No tengo nada en contra de la publicidad. Incluso me gusta. La encuentro útil, me ayuda a veces a informarme, me apega a algunos life styles (sabiéndolo yo o sin saberlo, pero con mi aceptación) y me parece una disciplina profesionalmente apasionante. Pero el primero de los principios de la vida, en todos sus órdenes, debe ser la prudencia y la mesura, como decían, con razón, las abuelas. Un poquito de templanza, de dignidad, de nobleza. Tener alma fenicia está bien, pero vender a tu madre es pecado. Y poner publicidad con ese desembarazo en el Puente de los Suspiros es mucho peor que vender a algunas madres.
Venecia es una gran caja registradora (ya habrá una cavilación a ese respecto). El Tío Gilito sería feliz allí, en sus canales. Se genera dinero suficiente para restaurar el Palacio Ducal por delante y por detrás e incluso para construir otro nuevo al lado (si hubiera algún solar). ¿Qué necesidad hay, por lo tanto, de cometer esas infamias, de envolver lo inmortal con papel de regalo de tres al cuarto? No sé cuánto le habrá costado a Mont Blanc la esponsorización (que es como se llama), pero es evidente que el organismo que gestiona el patrimonio veneciano ha considerado que perder esa cantidad es un remilgo innecesario. Un escrúpulo de espíritus puros.
Ése es el mundo en el que vivimos. ¿Tiene la culpa el ejecutivo de Mont Blanc? ¿El gerente del patrimonio italiano? ¿El turista imbécil que se compra una pluma después de ver el Puente de los Suspiros? ¿El Sistema, con grandes mayúsculas? ¿La LOGSE, incluso? No lo sé. Todos y ninguno. Pero es bueno que sepamos que no siempre fue así. Y es bueno que sepamos también que muchos de los males que padecemos tienen el mismo origen que esa avaricia inacabable. La fruslería esteticista de perder unos millones para no ensuciar el Puente de los Suspiros (diseñando una lona, por ejemplo, que reproduzca los ventanales ocultos) sería, a mi juicio, que es pequeño y tambaleante, la salvación. A veces parece sólo un problema de lenguaje, pero entre la ambición y la codicia hay universos de distancia.

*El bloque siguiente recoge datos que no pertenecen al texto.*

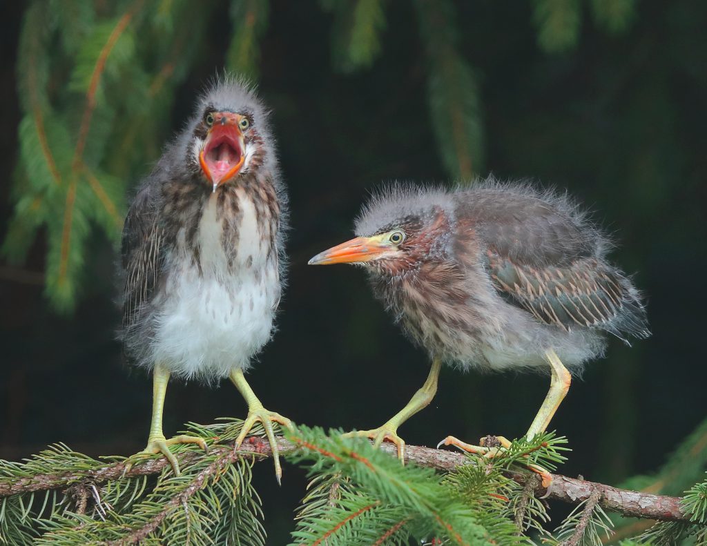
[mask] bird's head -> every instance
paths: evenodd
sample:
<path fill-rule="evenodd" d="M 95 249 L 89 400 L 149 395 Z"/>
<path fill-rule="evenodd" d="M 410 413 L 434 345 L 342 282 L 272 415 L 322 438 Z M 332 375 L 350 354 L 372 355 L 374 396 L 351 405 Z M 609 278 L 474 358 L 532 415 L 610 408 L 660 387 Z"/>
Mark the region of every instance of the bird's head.
<path fill-rule="evenodd" d="M 274 156 L 267 113 L 255 91 L 234 79 L 218 81 L 201 98 L 187 153 L 192 170 L 213 191 Z"/>
<path fill-rule="evenodd" d="M 400 277 L 451 252 L 453 207 L 443 192 L 392 186 L 366 204 L 356 223 L 358 236 L 317 254 L 310 265 L 353 263 Z"/>

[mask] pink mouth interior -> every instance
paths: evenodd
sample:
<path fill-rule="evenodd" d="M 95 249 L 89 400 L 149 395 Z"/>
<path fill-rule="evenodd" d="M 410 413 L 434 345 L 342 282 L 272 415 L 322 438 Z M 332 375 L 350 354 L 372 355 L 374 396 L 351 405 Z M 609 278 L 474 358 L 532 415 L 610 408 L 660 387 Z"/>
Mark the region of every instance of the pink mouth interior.
<path fill-rule="evenodd" d="M 235 135 L 231 133 L 229 131 L 212 135 L 204 151 L 204 161 L 214 182 L 221 180 L 240 161 L 240 146 Z"/>

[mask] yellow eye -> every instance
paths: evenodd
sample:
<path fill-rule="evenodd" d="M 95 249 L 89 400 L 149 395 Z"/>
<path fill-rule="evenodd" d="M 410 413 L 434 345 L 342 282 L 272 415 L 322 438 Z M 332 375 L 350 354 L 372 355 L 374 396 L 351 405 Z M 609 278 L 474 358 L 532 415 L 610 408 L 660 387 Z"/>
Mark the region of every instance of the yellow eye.
<path fill-rule="evenodd" d="M 399 245 L 405 240 L 405 234 L 402 231 L 393 231 L 388 237 L 388 240 L 394 245 Z"/>

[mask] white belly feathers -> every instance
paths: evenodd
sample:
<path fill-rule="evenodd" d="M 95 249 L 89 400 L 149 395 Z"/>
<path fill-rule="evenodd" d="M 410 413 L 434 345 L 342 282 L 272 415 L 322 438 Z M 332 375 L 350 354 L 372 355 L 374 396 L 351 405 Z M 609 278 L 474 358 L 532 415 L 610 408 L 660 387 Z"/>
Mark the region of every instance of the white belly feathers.
<path fill-rule="evenodd" d="M 242 214 L 230 268 L 216 219 L 218 194 L 210 197 L 199 225 L 201 271 L 185 259 L 183 231 L 177 236 L 181 255 L 171 257 L 180 269 L 167 281 L 153 351 L 155 361 L 185 378 L 215 379 L 247 368 L 270 338 L 279 298 L 278 266 L 268 257 L 252 202 L 245 192 L 237 194 Z"/>

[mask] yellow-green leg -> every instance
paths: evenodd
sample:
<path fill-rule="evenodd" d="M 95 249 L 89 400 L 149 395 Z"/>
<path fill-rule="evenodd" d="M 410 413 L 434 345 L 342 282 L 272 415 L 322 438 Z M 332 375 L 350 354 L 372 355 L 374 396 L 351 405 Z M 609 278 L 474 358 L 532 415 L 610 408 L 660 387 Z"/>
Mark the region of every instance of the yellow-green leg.
<path fill-rule="evenodd" d="M 175 475 L 180 475 L 179 462 L 177 458 L 170 451 L 169 446 L 175 443 L 196 443 L 204 451 L 209 448 L 202 438 L 180 435 L 170 438 L 165 438 L 162 432 L 162 414 L 165 407 L 165 395 L 167 393 L 167 383 L 170 381 L 170 372 L 161 364 L 156 364 L 152 372 L 152 422 L 150 424 L 150 436 L 147 439 L 147 446 L 137 456 L 156 455 L 162 453 L 172 465 Z M 130 470 L 132 463 L 129 462 L 125 467 L 126 472 Z"/>
<path fill-rule="evenodd" d="M 275 463 L 275 477 L 277 479 L 277 482 L 280 483 L 282 478 L 282 467 L 280 465 L 280 451 L 277 448 L 277 441 L 275 439 L 275 431 L 273 430 L 272 423 L 275 422 L 289 426 L 290 419 L 263 407 L 262 403 L 258 400 L 253 390 L 250 388 L 248 382 L 245 381 L 243 370 L 234 368 L 230 371 L 228 377 L 230 378 L 230 381 L 233 382 L 235 388 L 238 389 L 238 392 L 245 399 L 245 403 L 248 405 L 248 415 L 245 418 L 245 421 L 243 422 L 243 427 L 235 440 L 235 448 L 238 449 L 240 447 L 240 444 L 243 443 L 245 436 L 250 432 L 250 429 L 253 428 L 253 425 L 256 422 L 259 421 L 262 423 L 268 441 L 270 442 L 270 448 L 272 449 L 272 459 Z"/>
<path fill-rule="evenodd" d="M 422 388 L 413 395 L 407 405 L 378 429 L 356 431 L 344 434 L 346 436 L 361 436 L 373 440 L 378 447 L 384 440 L 390 440 L 397 446 L 398 457 L 405 462 L 405 442 L 397 435 L 398 427 L 424 407 L 429 405 L 437 393 L 437 381 L 440 375 L 442 361 L 439 359 L 432 361 L 432 368 Z"/>
<path fill-rule="evenodd" d="M 557 354 L 551 349 L 545 352 L 545 357 L 550 363 L 551 376 L 550 377 L 550 390 L 547 392 L 542 405 L 538 410 L 535 419 L 530 424 L 530 428 L 525 434 L 528 440 L 547 430 L 555 412 L 560 407 L 562 400 L 567 395 L 572 382 L 572 376 L 560 361 Z"/>
<path fill-rule="evenodd" d="M 530 424 L 530 428 L 528 429 L 528 431 L 525 434 L 525 437 L 528 440 L 532 440 L 533 437 L 547 430 L 547 427 L 550 424 L 550 421 L 552 420 L 552 417 L 557 411 L 557 408 L 559 407 L 560 404 L 562 403 L 562 400 L 567 395 L 567 392 L 570 388 L 570 383 L 572 381 L 572 376 L 568 371 L 567 368 L 565 368 L 557 354 L 553 349 L 549 349 L 545 352 L 545 358 L 547 359 L 547 361 L 550 364 L 550 389 L 545 397 L 544 401 L 542 402 L 542 405 L 540 406 L 540 409 L 535 415 L 535 419 L 533 419 L 532 423 Z M 454 446 L 464 451 L 481 455 L 484 457 L 497 457 L 499 455 L 502 455 L 505 449 L 510 446 L 508 440 L 503 436 L 498 436 L 497 439 L 499 441 L 500 446 L 490 447 L 483 445 L 474 446 L 462 442 L 454 436 L 447 436 L 437 444 L 437 447 L 438 448 L 443 445 Z M 483 441 L 480 441 L 479 443 L 483 443 Z M 537 472 L 542 476 L 543 487 L 549 487 L 551 477 L 547 470 L 537 465 L 529 464 L 527 466 L 531 470 Z"/>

Curiosamente, yo llevaba en el bolsillo de la americana un bolígrafo Mont Blanc que me regalaron en mi ex empresa cuando cumplí, como trabajador leal, diez años en la plantilla. Siempre me han parecido objetos tremendamente feos, pero escriben a la perfección. Estuve a punto de arrojarlo al canal que pasa bajo el puente, suspirando, pero al final lo guardé de nuevo. Sin embargo, juré allí mismo, poniendo a Dios por testigo, que nunca más volvería a comprar un Mont Blanc. Y desde aquí les invito a ustedes a que me secunden.
Publicado el 19 de mayo de 2010 a las 11:45.